The important work of our Senate is nothing to hoot at
Many Canadians had a good laugh over the recently released book The Wise Owls, written to explain the role of the Senate to young children. The majority of senators, who first learned of the book from the media, found it less funny.
At a time when they have been working hard to restore the image of this unpopular institution, they have been tripped up again. And, as is often the case, the injury was self-inflicted.
I’m not kidding when I say “working hard.” If there’s one thing that has astonished me since taking my seat in the Senate a little over a year ago, it’s the amount of work to be tackled.
We’ve got nothing to complain about, mind you. It is a great privilege to be a senator.
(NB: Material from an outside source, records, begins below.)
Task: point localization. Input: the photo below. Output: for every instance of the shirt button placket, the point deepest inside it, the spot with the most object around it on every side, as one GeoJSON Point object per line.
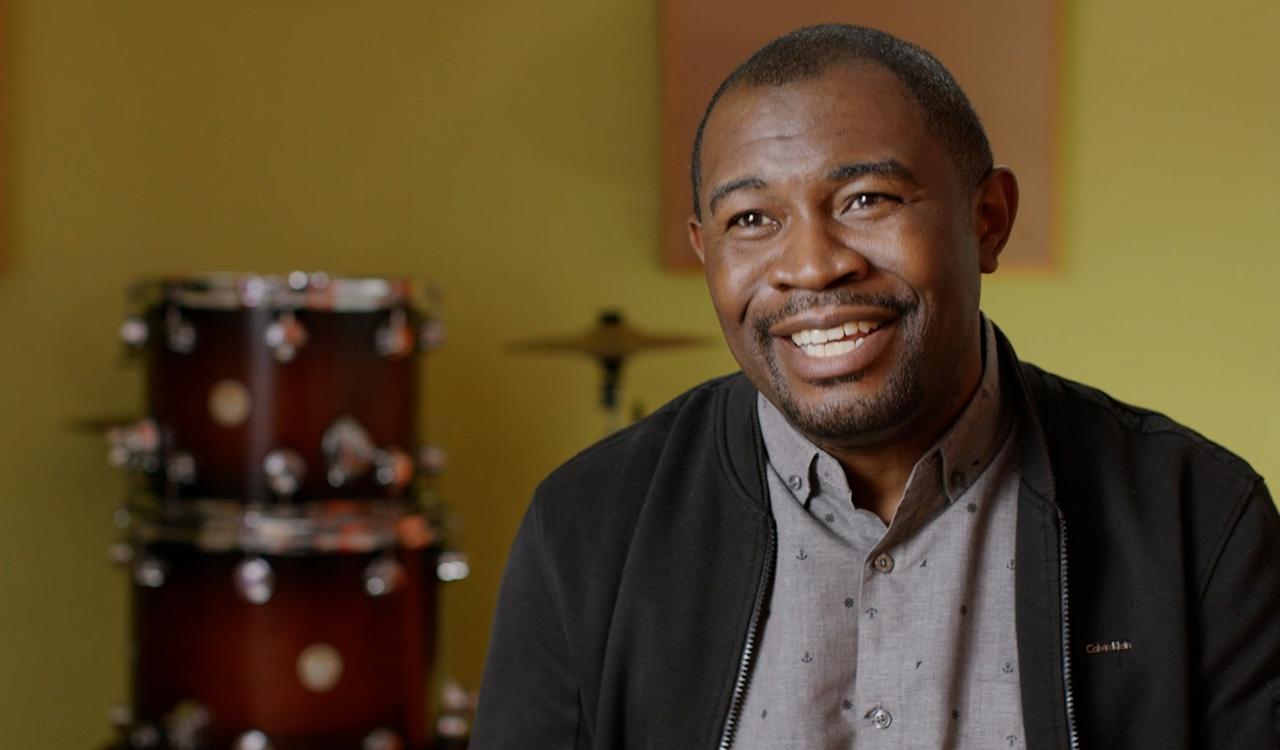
{"type": "Point", "coordinates": [880, 717]}
{"type": "Point", "coordinates": [883, 562]}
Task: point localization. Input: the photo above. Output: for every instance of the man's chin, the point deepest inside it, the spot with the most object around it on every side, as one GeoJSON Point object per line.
{"type": "Point", "coordinates": [848, 410]}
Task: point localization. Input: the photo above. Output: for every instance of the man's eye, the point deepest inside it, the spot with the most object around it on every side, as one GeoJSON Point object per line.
{"type": "Point", "coordinates": [749, 220]}
{"type": "Point", "coordinates": [868, 200]}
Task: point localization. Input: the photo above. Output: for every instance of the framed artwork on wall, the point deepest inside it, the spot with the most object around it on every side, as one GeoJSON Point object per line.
{"type": "Point", "coordinates": [1004, 54]}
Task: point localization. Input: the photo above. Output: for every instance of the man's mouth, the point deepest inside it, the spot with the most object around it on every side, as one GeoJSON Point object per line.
{"type": "Point", "coordinates": [832, 342]}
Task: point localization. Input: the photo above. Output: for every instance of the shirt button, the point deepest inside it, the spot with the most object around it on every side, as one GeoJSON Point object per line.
{"type": "Point", "coordinates": [880, 718]}
{"type": "Point", "coordinates": [883, 562]}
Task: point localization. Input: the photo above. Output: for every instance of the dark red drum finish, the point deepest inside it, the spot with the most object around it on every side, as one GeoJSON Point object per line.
{"type": "Point", "coordinates": [309, 649]}
{"type": "Point", "coordinates": [273, 388]}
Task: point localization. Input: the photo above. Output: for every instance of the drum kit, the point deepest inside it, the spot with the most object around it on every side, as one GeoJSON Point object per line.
{"type": "Point", "coordinates": [280, 531]}
{"type": "Point", "coordinates": [282, 538]}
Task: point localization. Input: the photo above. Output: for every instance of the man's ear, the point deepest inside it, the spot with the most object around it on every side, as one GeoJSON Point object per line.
{"type": "Point", "coordinates": [993, 211]}
{"type": "Point", "coordinates": [695, 238]}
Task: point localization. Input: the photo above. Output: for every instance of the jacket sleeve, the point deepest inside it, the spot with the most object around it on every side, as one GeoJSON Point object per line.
{"type": "Point", "coordinates": [1239, 634]}
{"type": "Point", "coordinates": [528, 696]}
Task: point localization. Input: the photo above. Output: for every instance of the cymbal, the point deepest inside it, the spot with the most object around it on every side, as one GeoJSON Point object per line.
{"type": "Point", "coordinates": [609, 339]}
{"type": "Point", "coordinates": [101, 424]}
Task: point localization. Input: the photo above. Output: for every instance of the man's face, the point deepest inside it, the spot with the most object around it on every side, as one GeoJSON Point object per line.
{"type": "Point", "coordinates": [842, 254]}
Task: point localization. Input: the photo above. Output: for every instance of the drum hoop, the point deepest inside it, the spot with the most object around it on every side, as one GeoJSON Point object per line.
{"type": "Point", "coordinates": [295, 291]}
{"type": "Point", "coordinates": [318, 527]}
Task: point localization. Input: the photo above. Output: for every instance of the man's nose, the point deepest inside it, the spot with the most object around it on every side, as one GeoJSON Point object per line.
{"type": "Point", "coordinates": [816, 257]}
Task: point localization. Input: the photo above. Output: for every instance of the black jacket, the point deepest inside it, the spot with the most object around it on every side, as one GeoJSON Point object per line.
{"type": "Point", "coordinates": [1147, 585]}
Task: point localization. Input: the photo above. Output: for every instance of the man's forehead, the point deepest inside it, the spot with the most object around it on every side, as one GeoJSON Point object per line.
{"type": "Point", "coordinates": [841, 105]}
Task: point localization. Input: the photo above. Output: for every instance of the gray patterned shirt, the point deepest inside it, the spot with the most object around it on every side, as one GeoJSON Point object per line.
{"type": "Point", "coordinates": [899, 636]}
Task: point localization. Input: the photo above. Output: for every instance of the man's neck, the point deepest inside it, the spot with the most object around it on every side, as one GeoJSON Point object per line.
{"type": "Point", "coordinates": [878, 474]}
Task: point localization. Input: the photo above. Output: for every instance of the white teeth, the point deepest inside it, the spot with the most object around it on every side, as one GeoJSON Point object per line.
{"type": "Point", "coordinates": [831, 350]}
{"type": "Point", "coordinates": [813, 339]}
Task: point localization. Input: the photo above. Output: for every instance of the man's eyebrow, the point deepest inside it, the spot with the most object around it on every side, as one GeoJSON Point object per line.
{"type": "Point", "coordinates": [743, 183]}
{"type": "Point", "coordinates": [887, 168]}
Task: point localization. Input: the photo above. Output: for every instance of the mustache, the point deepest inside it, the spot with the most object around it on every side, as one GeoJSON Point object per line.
{"type": "Point", "coordinates": [805, 301]}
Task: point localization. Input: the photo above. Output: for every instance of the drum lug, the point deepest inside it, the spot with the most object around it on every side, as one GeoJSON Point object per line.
{"type": "Point", "coordinates": [150, 572]}
{"type": "Point", "coordinates": [179, 334]}
{"type": "Point", "coordinates": [181, 467]}
{"type": "Point", "coordinates": [457, 704]}
{"type": "Point", "coordinates": [394, 338]}
{"type": "Point", "coordinates": [135, 333]}
{"type": "Point", "coordinates": [252, 740]}
{"type": "Point", "coordinates": [384, 576]}
{"type": "Point", "coordinates": [120, 554]}
{"type": "Point", "coordinates": [432, 460]}
{"type": "Point", "coordinates": [135, 447]}
{"type": "Point", "coordinates": [347, 449]}
{"type": "Point", "coordinates": [144, 737]}
{"type": "Point", "coordinates": [452, 566]}
{"type": "Point", "coordinates": [430, 335]}
{"type": "Point", "coordinates": [286, 335]}
{"type": "Point", "coordinates": [255, 580]}
{"type": "Point", "coordinates": [120, 717]}
{"type": "Point", "coordinates": [382, 739]}
{"type": "Point", "coordinates": [284, 470]}
{"type": "Point", "coordinates": [187, 726]}
{"type": "Point", "coordinates": [393, 467]}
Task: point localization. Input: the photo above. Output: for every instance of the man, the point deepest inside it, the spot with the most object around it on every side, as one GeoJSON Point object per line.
{"type": "Point", "coordinates": [887, 531]}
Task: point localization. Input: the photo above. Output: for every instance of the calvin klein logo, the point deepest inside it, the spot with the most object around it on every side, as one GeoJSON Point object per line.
{"type": "Point", "coordinates": [1107, 648]}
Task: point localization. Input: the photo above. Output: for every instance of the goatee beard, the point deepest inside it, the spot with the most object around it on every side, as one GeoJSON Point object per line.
{"type": "Point", "coordinates": [850, 421]}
But it is far from the cushy job often described by the media and imagined by the public: The days are long and extremely full, and the weekends are consumed by work as well.
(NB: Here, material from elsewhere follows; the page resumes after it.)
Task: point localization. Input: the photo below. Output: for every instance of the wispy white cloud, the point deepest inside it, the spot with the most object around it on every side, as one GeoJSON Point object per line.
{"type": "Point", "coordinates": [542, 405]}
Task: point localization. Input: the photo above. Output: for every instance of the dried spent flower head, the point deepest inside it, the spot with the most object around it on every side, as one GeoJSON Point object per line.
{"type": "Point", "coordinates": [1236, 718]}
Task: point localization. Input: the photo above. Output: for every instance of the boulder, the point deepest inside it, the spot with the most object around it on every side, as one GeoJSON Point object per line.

What do senators do, besides settle arguments among squirrels, beavers, foxes and other MPs?
Last week, for example, they passed Bill C-6, which repeals the changes to the Citizenship Act introduced by Stephen Harper’s Conservatives. Before passing it, however, senators made an important amendment so people who are threatened with revocation of their citizenship can access an appeal process.
This amendment is the result of a tremendous effort by the bill’s sponsor, independent senator and immigration expert Ratna Omidvar.
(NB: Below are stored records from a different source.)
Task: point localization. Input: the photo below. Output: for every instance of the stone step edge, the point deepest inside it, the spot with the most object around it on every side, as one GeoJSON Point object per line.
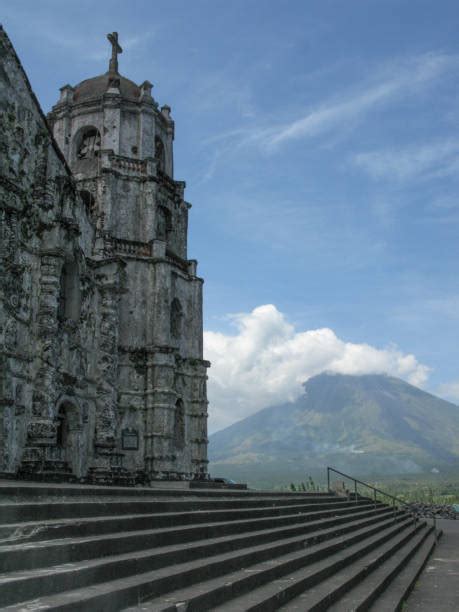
{"type": "Point", "coordinates": [14, 582]}
{"type": "Point", "coordinates": [30, 531]}
{"type": "Point", "coordinates": [167, 577]}
{"type": "Point", "coordinates": [236, 585]}
{"type": "Point", "coordinates": [8, 517]}
{"type": "Point", "coordinates": [75, 541]}
{"type": "Point", "coordinates": [398, 592]}
{"type": "Point", "coordinates": [269, 597]}
{"type": "Point", "coordinates": [365, 569]}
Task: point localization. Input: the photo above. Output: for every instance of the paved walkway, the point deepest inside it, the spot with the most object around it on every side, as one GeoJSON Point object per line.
{"type": "Point", "coordinates": [437, 589]}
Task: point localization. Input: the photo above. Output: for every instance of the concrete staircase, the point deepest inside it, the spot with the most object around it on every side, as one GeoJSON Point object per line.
{"type": "Point", "coordinates": [68, 547]}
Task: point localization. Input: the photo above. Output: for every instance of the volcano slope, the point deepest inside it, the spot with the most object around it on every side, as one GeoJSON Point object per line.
{"type": "Point", "coordinates": [367, 425]}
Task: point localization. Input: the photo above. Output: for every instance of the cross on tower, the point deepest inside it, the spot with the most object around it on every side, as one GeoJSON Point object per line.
{"type": "Point", "coordinates": [113, 65]}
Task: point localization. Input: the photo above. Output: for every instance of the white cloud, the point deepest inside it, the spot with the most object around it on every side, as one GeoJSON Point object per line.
{"type": "Point", "coordinates": [267, 360]}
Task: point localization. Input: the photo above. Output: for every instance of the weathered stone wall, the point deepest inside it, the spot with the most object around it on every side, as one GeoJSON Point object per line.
{"type": "Point", "coordinates": [102, 373]}
{"type": "Point", "coordinates": [45, 354]}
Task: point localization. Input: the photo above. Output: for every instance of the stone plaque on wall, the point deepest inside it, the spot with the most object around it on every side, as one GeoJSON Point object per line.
{"type": "Point", "coordinates": [130, 439]}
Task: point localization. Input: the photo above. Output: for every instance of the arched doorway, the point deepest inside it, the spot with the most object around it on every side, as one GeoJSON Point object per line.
{"type": "Point", "coordinates": [68, 422]}
{"type": "Point", "coordinates": [179, 425]}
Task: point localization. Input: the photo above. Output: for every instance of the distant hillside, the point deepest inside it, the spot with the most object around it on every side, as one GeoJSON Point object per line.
{"type": "Point", "coordinates": [371, 424]}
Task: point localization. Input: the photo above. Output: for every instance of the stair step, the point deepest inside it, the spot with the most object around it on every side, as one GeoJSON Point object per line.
{"type": "Point", "coordinates": [124, 592]}
{"type": "Point", "coordinates": [278, 594]}
{"type": "Point", "coordinates": [356, 586]}
{"type": "Point", "coordinates": [77, 575]}
{"type": "Point", "coordinates": [77, 527]}
{"type": "Point", "coordinates": [211, 593]}
{"type": "Point", "coordinates": [399, 589]}
{"type": "Point", "coordinates": [50, 552]}
{"type": "Point", "coordinates": [19, 512]}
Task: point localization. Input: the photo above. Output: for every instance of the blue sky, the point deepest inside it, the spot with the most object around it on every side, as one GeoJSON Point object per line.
{"type": "Point", "coordinates": [320, 145]}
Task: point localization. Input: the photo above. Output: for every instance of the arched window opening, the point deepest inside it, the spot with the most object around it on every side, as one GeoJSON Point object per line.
{"type": "Point", "coordinates": [88, 200]}
{"type": "Point", "coordinates": [62, 435]}
{"type": "Point", "coordinates": [160, 153]}
{"type": "Point", "coordinates": [163, 223]}
{"type": "Point", "coordinates": [179, 425]}
{"type": "Point", "coordinates": [89, 145]}
{"type": "Point", "coordinates": [176, 319]}
{"type": "Point", "coordinates": [69, 294]}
The Senate also amended and passed Bill C-37, which will make it easier to open supervised drug consumption sites. The Senate’s main amendment will require staff at these sites to offer clients “alternative pharmaceutical therapy” before they inject the illegal (and often deadly) substance they brought with them.
This amendment was proposed by Conservative Sen. Vernon White, a former senior officer with the Royal Canadian Mounted Police. The amendment was supported by Liberal and independent senators, and is a fine example of the non-partisan work that the Senate can accomplish.
With the support of a number of Liberals and Conservatives, the independent senators are working on reforms to make the institution less partisan and more effective.
The initiative is still in its early stages and is meeting with definite resistance. It requires a careful hand. In the face of public disillusionment with the Senate, we need to act boldly and decisively, but we must not make changes without thinking them through.
The media are naturally more interested — and I, as a former journalist, certainly will not blame them — in the fate of Sen. Don Meredith than in the daily workings of the upper house.
What will people remember from this whole issue — that a senator behaved disgracefully or that at least this time the Senate acted decisively?
Expelling a parliamentarian who has not been convicted of a crime is unprecedented in the Senate’s 150-year history. Yet that was precisely what senators were preparing to do when Meredith announced his resignation last week.
At a time when all of our institutions are facing criticism, Canada’s Senate has a particularly tough hill to climb. Regardless of the impression left by the owl story, I can attest that the members of this house are doing everything they can to regain Canadians’ trust.